Samstag, 23. Februar 2008, 10.00 – 19.30 Uhr

Gottfried Schlemmer (Wien): Anmerkungen zur Rolle des Subjekts auf und vor der Leinwand

Gabriele Jutz (Wien): Seeing with a Different Eye. Zur Traumlogik in Un chien andalou (Luis Buñuel und Salvador Dali, Frankreich 1928)

August Ruhs (Wien): Die Ursprünge der Psychoanalyse. Freuds Wahrnehmungsräume. Der iconic-turn. Die Psychoanalyse geht ins Kino...

Bettina Reiter (Wien): Der psychische Apparat: Triebe und Objekte. Klinische Strukturen. Schulen und ihre Begründungen

Moderation: Brigitte Mayr (Wien)

  • Psychoanalyse für FilmtheoretikerInnen / Filmtheorie für PsychoanalytikerInnen

Samstag, 19. April 2008, 10.00 – 19.30 Uhr

Eva Laquièze-Waniek (Straßburg): Sexuelle Differenz und Identität - Zwischen Imaginärem und Symbolischen

Henrike Hölzer (Berlin): Identifikation als Konflikt: Zuschauerschaft jenseits des Lustprinzips

Beate Hofstadler (Wien): Ich bin eine Täuschung

Alfred Springer (Wien): KörperBilder und Identität(en) in Klinik und Film

Moderation: Wilbirg Brainin-Donnenberg (Wien)

  • Film, Traum, Psychose

Samstag, 27. September 2008, 10.00 – 19.30 Uhr

Andreas Rost (München): Memory-Effects: unterschiedliche Schlüssel zu Film und Traum-Verständnis 

Renate Lippert (Frankfurt): Reale Bilder. Filme psychoanalytisch sehen

Elisabeth Skale (Wien): Vorstellung-Illusion-Traumbild-Halluzination  
 
Rainer Gross (Wien): Der Traum von der Heilung. (Der Psychoanalytiker als Protagonist im Kino.) 
 
Moderation Christine Diercks (Wien)
 
  • Allgemeines zum Kino.
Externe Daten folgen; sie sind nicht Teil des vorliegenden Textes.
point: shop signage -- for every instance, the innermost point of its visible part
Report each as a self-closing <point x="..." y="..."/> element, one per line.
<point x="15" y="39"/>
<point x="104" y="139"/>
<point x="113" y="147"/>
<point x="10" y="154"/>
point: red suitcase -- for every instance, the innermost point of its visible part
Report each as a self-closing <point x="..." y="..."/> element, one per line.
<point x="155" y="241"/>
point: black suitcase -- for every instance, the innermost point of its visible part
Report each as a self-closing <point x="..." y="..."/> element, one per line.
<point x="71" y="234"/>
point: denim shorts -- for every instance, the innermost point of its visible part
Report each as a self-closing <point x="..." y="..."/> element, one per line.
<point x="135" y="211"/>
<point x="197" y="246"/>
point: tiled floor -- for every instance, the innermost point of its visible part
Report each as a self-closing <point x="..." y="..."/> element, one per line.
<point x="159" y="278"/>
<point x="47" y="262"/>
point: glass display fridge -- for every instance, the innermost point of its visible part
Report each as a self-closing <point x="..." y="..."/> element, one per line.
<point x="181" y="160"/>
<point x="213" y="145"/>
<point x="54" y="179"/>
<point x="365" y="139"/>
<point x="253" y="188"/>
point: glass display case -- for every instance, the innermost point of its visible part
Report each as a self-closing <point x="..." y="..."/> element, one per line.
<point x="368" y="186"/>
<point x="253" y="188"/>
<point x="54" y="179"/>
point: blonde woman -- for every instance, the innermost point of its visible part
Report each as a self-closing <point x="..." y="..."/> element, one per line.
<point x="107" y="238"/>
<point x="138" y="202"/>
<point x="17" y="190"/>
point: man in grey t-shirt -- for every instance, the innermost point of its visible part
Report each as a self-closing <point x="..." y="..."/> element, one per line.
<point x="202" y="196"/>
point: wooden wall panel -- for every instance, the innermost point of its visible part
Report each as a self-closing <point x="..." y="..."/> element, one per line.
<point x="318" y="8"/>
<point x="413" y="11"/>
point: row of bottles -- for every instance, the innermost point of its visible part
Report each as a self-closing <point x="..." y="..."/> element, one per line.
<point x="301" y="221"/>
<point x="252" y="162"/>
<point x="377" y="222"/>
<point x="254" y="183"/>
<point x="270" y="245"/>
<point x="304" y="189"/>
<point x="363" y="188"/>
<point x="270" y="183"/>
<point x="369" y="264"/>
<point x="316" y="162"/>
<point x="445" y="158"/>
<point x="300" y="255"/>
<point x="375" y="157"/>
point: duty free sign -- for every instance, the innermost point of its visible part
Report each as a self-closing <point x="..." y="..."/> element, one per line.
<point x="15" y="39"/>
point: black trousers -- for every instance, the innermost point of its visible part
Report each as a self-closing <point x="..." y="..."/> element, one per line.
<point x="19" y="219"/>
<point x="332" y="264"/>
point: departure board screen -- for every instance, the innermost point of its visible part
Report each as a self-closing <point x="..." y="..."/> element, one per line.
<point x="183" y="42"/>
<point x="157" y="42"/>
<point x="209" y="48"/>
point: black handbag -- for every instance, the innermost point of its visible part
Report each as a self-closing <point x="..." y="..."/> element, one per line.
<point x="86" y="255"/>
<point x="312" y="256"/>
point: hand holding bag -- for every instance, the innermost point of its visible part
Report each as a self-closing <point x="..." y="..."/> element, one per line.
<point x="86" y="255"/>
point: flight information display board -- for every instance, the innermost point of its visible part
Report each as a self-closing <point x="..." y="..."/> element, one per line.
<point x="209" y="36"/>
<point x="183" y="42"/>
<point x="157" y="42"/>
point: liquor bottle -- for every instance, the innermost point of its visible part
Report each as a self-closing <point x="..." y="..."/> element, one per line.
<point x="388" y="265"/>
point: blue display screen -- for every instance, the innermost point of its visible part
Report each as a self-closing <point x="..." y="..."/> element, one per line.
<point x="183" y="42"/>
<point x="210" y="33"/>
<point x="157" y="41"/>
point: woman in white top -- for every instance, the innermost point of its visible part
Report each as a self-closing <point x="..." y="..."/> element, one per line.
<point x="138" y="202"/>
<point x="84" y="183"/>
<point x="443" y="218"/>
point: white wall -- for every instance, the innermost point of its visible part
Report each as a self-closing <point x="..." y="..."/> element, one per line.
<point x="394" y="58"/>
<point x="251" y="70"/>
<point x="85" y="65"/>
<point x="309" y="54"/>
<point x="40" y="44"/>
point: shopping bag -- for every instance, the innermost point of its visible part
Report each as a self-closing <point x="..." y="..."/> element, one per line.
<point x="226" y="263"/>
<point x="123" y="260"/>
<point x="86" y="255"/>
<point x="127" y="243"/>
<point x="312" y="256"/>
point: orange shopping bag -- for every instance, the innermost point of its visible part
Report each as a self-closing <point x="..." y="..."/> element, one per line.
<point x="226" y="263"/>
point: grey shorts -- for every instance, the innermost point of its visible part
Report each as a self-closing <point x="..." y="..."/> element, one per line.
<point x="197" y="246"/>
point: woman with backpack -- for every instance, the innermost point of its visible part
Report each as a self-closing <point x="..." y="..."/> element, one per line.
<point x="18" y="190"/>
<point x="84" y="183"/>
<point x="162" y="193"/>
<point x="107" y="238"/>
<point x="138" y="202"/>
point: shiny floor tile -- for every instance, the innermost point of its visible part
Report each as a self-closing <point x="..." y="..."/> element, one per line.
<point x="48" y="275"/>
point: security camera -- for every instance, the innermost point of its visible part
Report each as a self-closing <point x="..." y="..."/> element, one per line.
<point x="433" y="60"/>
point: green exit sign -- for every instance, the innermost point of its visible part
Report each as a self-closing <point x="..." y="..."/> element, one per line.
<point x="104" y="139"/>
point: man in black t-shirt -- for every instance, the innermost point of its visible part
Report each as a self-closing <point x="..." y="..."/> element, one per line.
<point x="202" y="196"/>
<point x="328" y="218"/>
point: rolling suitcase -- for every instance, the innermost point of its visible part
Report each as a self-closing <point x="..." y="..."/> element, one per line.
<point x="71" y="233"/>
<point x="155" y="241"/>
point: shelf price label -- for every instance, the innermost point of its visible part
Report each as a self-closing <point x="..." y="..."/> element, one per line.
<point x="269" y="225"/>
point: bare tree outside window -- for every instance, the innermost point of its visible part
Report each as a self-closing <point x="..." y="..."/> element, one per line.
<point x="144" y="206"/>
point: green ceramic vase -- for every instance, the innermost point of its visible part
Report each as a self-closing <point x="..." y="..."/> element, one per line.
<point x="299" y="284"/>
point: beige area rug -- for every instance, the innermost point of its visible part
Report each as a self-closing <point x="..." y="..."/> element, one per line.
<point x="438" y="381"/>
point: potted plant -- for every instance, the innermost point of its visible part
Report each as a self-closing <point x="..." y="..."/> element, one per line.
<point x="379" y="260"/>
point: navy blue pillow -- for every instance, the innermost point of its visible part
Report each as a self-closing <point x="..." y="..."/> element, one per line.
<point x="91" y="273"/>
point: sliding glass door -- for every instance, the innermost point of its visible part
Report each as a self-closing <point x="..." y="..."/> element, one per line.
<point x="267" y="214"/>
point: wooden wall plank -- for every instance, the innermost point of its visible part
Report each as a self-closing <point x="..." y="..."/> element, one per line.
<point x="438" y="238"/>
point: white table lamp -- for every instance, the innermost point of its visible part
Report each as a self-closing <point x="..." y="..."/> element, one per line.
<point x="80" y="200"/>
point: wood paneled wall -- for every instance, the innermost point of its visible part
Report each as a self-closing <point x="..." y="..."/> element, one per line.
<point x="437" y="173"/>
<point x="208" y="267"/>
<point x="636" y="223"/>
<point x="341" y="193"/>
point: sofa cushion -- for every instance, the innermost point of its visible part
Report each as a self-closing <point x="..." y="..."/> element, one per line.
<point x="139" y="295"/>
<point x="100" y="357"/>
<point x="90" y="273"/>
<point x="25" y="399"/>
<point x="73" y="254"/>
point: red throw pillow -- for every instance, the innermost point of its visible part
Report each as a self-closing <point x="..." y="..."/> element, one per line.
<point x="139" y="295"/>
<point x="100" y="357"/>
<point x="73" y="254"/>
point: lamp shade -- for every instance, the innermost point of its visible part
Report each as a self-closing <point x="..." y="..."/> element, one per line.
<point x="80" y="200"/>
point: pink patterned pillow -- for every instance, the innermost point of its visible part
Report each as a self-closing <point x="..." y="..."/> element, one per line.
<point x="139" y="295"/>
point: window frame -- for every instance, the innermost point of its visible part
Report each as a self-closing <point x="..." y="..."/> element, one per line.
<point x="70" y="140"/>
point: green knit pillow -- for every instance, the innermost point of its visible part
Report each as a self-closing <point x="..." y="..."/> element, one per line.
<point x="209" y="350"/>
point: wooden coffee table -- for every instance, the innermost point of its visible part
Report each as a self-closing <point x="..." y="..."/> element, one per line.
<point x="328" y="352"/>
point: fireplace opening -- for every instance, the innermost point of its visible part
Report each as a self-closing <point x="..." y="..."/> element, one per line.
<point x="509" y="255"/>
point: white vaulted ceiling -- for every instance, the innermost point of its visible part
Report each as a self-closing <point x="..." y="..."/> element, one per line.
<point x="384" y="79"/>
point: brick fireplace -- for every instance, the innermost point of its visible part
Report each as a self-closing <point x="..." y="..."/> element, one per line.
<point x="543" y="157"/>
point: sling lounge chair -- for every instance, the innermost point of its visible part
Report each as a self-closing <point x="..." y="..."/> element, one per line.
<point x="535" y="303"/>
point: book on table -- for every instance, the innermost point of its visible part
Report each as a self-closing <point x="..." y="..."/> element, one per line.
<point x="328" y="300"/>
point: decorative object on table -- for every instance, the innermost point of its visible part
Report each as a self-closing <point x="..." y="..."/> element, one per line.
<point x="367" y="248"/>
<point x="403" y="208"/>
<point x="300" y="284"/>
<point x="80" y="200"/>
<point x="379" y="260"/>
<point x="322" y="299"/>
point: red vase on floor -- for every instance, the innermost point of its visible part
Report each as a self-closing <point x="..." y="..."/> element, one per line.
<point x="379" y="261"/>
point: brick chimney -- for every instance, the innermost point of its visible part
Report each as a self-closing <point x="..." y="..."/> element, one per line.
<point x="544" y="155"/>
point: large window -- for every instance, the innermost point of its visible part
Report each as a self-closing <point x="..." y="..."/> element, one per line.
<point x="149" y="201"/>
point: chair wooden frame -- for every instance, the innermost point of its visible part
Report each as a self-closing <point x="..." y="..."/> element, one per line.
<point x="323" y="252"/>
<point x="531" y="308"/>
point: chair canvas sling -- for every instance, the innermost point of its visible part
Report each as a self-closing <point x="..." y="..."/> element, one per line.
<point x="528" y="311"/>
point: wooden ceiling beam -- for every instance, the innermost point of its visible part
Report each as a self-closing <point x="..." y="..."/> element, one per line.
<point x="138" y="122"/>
Schautrieb, Angst-Lust-Dynamik, gesellschaftliche Aspekte, RezipientInnensituation etc.

Samstag, 15. November 2008, 10.00 – 19.30 Uhr

Andrea B. Braidt (Wien): Empathie, Identifikation, Erzählperspektive. Post-psychoanalytische Zugänge zum Zuschauen

Hans J. Wulff (Kiel): Blicke - Perspektiven - Erinnerung. Dramaturgien der Teilnahme in Away from Her (2007, Sarah Polley)

Ulrike Kadi (Wien): Schirm. Rahmen. Blockade.

Robert Pfaller (Linz/Wien): Warum gespielte Liebe oft zu wahrer Liebe wird. Die Gesetze der Komödie und die Psychoanalyse
 
Moderation: August Ruhs (Wien)
 
 
Die Abstracts der TeilnehmerInnen finden sich im Psynema-Gesamtprogramm.

Workshops: Wiener Psychoanalytische Akademie, 1010 Wien, Salzgries 16/3.